Oulanbek Egizbaïev, un jeune journaliste kirghiz de 28 ans, est mort noyé le 22 juillet dernier. Il travaillait pour Azattyk, média d’opposition, et était notamment connu pour ses enquêtes sur la corruption des élites et du gouvernement.

Le dimanche 22 juillet dans l’après-midi, le journaliste kirghiz Oulanbek Egizbaïev s’est noyé dans le lac Yssyk-Koul, dans l’est du Kirghizstan, où il passait le weekend. Il a été sorti de l’eau inconscient et conduit vers l’hôpital de Cholpon-Ata, où il est décédé.

La rédaction de Novastan s’unit à la douleur de ses proches et de ses collègues.

« Une perte immense pour le journalisme kirghiz »

« La mort d’Oulanbek Egizbaïev est une perte immense pour le journalisme kirghiz », titre l’article du site indépendant Kloop. Très renommé au Kirghizstan, plusieurs fois primé à l’international, Oulanbek Egizbaëiv était aussi redouté des autorités et des élites qu’il n’hésitait pas à confronter et à critiquer.

Il était notamment l’auteur de récentes enquêtes dénonçant des faits de corruption à la douane, dans la vente des terres au Kirghizstan, dans les cimetières de la capitale ou encore dans la reconstruction du musée historique de Bichkek. Leader dans le journalisme d’investigation, il était aussi l’un des seuls journalistes du pays à travailler en langue kirghize, et non en russe.

A lire sur Novastan : Le principal opposant kirghiz Omurbek Tekebayev arrêté à Bichkek

Dans la nuit du 25 au 26 février 2017, Oulanbek Egizbaïev a aussi été le premier journaliste à se rendre à l’aéroport Manas, alors que la police s’apprêtait à arrêter loin des projecteurs l’opposant Omourbek Tekebaïev. Le journaliste avait alors été arrêté et détenu par la police lui aussi.

« Qui va reprendre son travail ? »

« Qui va reprendre son travail ? » s’inquiète Tolekan Ismaïlova, vice-présidente de la Fédération internationale des ligues des droits de l’homme (FIDH) sur son compte Facebook.

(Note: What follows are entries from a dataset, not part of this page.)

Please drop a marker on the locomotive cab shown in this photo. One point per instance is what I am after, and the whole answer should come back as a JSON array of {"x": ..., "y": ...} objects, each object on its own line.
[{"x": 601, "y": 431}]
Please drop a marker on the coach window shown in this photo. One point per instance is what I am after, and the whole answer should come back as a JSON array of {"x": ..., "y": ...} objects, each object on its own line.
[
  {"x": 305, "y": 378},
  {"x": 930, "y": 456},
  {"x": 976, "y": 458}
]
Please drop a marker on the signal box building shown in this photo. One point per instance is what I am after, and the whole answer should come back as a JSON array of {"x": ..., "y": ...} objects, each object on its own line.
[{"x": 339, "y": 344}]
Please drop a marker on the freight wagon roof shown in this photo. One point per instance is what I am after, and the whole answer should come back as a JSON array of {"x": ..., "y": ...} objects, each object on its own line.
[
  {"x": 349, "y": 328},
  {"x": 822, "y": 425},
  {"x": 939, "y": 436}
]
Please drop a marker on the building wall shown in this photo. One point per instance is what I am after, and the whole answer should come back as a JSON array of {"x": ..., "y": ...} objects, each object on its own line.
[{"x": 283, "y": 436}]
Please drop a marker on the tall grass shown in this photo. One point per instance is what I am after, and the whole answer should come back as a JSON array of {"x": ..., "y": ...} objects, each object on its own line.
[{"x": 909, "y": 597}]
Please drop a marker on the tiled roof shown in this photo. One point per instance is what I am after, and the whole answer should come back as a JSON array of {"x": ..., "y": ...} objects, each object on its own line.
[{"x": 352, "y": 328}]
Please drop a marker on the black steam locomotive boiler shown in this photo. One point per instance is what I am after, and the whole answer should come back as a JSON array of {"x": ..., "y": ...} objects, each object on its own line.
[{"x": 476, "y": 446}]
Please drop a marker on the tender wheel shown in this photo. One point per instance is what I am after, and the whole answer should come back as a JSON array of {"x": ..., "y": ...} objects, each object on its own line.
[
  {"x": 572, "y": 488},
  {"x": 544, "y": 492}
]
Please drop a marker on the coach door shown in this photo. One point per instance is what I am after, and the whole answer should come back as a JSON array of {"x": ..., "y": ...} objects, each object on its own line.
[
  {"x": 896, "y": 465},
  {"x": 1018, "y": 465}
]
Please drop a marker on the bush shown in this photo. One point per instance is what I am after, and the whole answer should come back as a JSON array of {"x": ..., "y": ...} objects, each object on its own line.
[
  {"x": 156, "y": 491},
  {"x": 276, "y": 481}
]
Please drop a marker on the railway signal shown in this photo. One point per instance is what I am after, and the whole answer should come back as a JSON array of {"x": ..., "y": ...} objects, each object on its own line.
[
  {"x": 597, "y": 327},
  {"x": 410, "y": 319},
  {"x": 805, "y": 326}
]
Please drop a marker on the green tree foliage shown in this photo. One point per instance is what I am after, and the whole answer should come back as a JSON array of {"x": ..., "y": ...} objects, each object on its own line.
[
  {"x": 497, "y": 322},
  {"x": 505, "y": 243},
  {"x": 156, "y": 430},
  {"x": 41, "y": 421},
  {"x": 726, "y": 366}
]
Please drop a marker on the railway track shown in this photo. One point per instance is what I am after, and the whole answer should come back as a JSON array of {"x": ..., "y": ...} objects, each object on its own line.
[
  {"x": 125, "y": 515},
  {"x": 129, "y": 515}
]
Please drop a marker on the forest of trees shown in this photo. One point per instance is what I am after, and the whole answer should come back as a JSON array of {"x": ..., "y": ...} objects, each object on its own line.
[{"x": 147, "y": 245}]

« En dépit de son jeune âge, Oulanbek a énormément apporté au développement du journalisme d’investigation. Il écrivait des articles de haute qualité, il filmait des reportages redoutables, » écrit de son côté Azattyk.

Oulanbek Egizbaïev filmait aussi des courts documentaires qui lui avaient valus des prix internationaux. Le dernier en date était une vidéo sur un professeur des écoles qui fait chaque jour depuis 25 ans plus de 10 km à cheval pour rejoindre sa classe.

Médias et ONG réclament l’ouverture d’une enquête

Officiellement, Oulanbek Egizbaïev est mort d’une noyade, mais médias et défenseurs des droits de l’Homme réclament l’ouverture d’une enquête pour exclure toute possibilité de meurtre. « Je n’y crois pas. Oulanbek n’a pas pu se noyer à 1 mètre 50 de profondeur » s’exclame Tolekan Ismailova sur Facebook, des suspicions partagées par nombreux journalistes et activistes.

Comme le confirme Azattyk, le journaliste avait récemment reçu des menaces suite à ses enquêtes. Le 16 juillet dernier, il avait lui-même posté sur son compte Facebook une photo de deux enveloppes qui lui étaient adressées, contenant des lettres blanches – un geste souvent interprété comme un « dernier avertissement ».

Capture d’écran du compte Facebook d’Ulanbek Egizbaev où il montre les dernières lettres de menace qu’il a reçues.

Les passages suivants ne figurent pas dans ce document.